Jesus, that sentence hits hard with truth :(
You how the saying goes: The apocalyse is already here, it is just not evenly distributed.
Agreed. I’ve gotten increasingly worried that the web has consolidated more and more. I’m actually very surprised to see some traction for new sites (especially the fediverse). I’m hoping more of the big internet companies trash their established positions and hopefully help inject some newer life into the internet
Oh, if only I could get past my cynicism that any large company will ever do anything decent and make something that benefits people without eventually fucking everything over.
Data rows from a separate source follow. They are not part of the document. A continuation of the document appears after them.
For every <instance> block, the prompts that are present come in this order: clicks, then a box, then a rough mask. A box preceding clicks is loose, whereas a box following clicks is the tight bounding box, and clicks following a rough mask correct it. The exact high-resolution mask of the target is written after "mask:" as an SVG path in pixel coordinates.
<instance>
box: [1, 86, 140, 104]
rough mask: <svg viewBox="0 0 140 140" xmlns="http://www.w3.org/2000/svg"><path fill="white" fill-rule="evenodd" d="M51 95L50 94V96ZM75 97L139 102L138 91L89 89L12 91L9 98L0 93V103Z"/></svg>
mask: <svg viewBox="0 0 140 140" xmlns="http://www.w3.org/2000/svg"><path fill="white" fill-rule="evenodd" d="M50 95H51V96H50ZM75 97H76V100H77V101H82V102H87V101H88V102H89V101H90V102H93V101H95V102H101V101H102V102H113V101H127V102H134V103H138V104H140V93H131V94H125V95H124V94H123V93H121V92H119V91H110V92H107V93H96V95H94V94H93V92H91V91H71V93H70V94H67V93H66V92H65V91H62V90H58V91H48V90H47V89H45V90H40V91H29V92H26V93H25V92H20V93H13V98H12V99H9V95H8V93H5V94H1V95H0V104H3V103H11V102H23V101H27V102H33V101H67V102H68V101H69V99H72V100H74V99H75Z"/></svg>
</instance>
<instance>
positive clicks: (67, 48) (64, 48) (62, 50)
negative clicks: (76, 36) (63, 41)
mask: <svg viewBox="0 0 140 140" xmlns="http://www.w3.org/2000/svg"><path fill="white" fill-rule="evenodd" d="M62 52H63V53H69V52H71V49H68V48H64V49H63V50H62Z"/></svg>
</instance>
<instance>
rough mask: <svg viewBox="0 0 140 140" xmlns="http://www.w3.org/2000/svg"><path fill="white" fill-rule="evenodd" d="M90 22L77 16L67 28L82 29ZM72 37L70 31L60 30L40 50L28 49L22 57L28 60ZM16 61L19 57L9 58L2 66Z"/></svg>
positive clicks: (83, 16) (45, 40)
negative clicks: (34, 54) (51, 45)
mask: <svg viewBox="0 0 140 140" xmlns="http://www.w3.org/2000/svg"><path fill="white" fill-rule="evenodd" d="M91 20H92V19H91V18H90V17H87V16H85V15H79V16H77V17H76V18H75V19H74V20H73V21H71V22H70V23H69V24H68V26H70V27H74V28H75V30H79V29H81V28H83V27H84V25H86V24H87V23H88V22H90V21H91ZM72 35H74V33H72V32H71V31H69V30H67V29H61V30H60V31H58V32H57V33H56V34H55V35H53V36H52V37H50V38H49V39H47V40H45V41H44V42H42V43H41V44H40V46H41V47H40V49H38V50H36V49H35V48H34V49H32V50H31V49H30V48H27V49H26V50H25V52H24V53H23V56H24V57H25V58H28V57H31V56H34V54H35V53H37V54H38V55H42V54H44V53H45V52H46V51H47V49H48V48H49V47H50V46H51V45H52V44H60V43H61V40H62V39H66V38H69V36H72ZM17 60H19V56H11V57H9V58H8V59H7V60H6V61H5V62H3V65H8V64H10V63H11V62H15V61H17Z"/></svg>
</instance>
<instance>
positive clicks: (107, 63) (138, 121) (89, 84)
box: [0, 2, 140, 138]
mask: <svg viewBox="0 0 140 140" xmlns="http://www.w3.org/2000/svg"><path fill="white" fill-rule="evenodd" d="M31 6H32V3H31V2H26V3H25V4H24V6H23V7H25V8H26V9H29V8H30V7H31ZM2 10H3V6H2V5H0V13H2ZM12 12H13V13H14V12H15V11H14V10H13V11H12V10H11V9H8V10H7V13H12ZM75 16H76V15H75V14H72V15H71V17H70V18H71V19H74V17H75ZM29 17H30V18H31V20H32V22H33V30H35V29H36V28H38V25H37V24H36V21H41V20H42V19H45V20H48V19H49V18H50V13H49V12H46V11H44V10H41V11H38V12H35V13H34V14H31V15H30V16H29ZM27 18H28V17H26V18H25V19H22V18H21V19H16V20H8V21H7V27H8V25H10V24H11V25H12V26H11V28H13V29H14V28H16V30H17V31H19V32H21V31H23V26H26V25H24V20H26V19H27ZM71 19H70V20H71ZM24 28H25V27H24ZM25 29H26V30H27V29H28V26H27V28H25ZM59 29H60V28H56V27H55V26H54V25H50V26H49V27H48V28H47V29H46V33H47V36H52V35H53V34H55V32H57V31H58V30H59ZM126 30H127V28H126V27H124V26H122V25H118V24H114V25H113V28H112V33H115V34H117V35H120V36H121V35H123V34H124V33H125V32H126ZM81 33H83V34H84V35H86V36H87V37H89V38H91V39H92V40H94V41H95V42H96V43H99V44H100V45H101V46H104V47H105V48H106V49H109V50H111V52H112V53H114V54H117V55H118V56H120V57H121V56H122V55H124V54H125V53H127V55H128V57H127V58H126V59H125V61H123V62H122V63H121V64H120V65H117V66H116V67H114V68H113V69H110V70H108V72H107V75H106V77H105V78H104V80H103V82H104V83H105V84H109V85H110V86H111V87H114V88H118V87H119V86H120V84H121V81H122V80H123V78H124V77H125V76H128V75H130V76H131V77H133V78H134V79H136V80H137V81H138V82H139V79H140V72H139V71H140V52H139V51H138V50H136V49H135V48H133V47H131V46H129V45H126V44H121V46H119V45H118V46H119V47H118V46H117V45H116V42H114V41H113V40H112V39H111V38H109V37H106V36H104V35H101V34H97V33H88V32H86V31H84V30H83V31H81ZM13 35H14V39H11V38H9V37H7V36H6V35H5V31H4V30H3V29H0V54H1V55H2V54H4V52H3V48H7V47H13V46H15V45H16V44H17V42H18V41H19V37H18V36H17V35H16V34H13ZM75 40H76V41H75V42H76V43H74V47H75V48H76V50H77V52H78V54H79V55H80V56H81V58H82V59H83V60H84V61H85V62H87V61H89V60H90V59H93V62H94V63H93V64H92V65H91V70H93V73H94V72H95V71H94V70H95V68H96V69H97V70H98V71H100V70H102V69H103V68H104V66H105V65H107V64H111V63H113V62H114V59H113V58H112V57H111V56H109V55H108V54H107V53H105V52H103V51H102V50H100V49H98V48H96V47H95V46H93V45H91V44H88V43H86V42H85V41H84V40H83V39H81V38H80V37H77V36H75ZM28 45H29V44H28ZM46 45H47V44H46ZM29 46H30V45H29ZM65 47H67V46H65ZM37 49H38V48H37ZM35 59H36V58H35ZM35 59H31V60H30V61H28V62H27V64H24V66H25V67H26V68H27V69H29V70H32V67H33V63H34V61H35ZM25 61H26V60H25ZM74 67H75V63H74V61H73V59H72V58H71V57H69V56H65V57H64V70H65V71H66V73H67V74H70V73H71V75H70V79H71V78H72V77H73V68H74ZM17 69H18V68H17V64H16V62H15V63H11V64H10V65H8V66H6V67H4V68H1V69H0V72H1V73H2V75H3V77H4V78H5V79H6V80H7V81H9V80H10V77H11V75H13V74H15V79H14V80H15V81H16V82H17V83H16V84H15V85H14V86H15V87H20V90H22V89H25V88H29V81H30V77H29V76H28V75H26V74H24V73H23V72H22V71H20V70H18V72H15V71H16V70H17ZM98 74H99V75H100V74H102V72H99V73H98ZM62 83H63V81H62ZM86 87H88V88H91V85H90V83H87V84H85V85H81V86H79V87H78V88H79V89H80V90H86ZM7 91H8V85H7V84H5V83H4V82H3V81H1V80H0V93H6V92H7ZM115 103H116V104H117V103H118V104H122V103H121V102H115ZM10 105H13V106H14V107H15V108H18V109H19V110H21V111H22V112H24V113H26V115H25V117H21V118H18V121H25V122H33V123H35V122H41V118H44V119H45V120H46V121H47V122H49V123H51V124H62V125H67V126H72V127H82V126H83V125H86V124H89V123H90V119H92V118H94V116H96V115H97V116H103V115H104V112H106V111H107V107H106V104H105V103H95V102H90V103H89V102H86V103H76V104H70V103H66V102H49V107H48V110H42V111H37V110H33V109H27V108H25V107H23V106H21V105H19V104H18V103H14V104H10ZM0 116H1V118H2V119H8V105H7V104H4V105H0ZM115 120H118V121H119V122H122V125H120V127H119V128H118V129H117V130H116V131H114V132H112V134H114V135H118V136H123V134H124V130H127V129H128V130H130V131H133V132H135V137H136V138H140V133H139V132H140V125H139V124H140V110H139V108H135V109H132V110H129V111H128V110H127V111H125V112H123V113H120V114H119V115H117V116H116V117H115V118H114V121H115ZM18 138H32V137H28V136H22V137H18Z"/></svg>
I suspect that we’re at end-stage capitalism, essentially every company feels they should be constantly making record profits and they think of predicted profits as granted, when they didn’t reach predicted profits it was seen as losing money which in the CEO’s eyes meant they needed to increase their income to make up for losses and the only way for companies that rely on user generated content for revenue was increased advertising which is the route youtube is currently going for the rest they had no way they could see to increase their income till elon decided to crash twitter with introducing the payed blue checkmark. What we saw when elon did that was a failing company but what twitch and reddit saw was an opportunity to not be blamed for following musks example, funnily enough though they fucked up on the attempt and everyone saw them as money grabbing
This is it. When there are millions of people using a platform every day, the advertisers start foaming at the mouth. Corporate greed (capitalism?) Is a poison and will eventually destroy anything it touches.
Facebook dies due to privacy concerns and misinformation. Twitter under threat because Elon. Imgur just deleted their NSFW content. Reddit with its API pricing. Twitch executives also getting greedy. Youtube has been going down for years.
It feels like we’re seeing the natural life-cycle of social media companies in real time.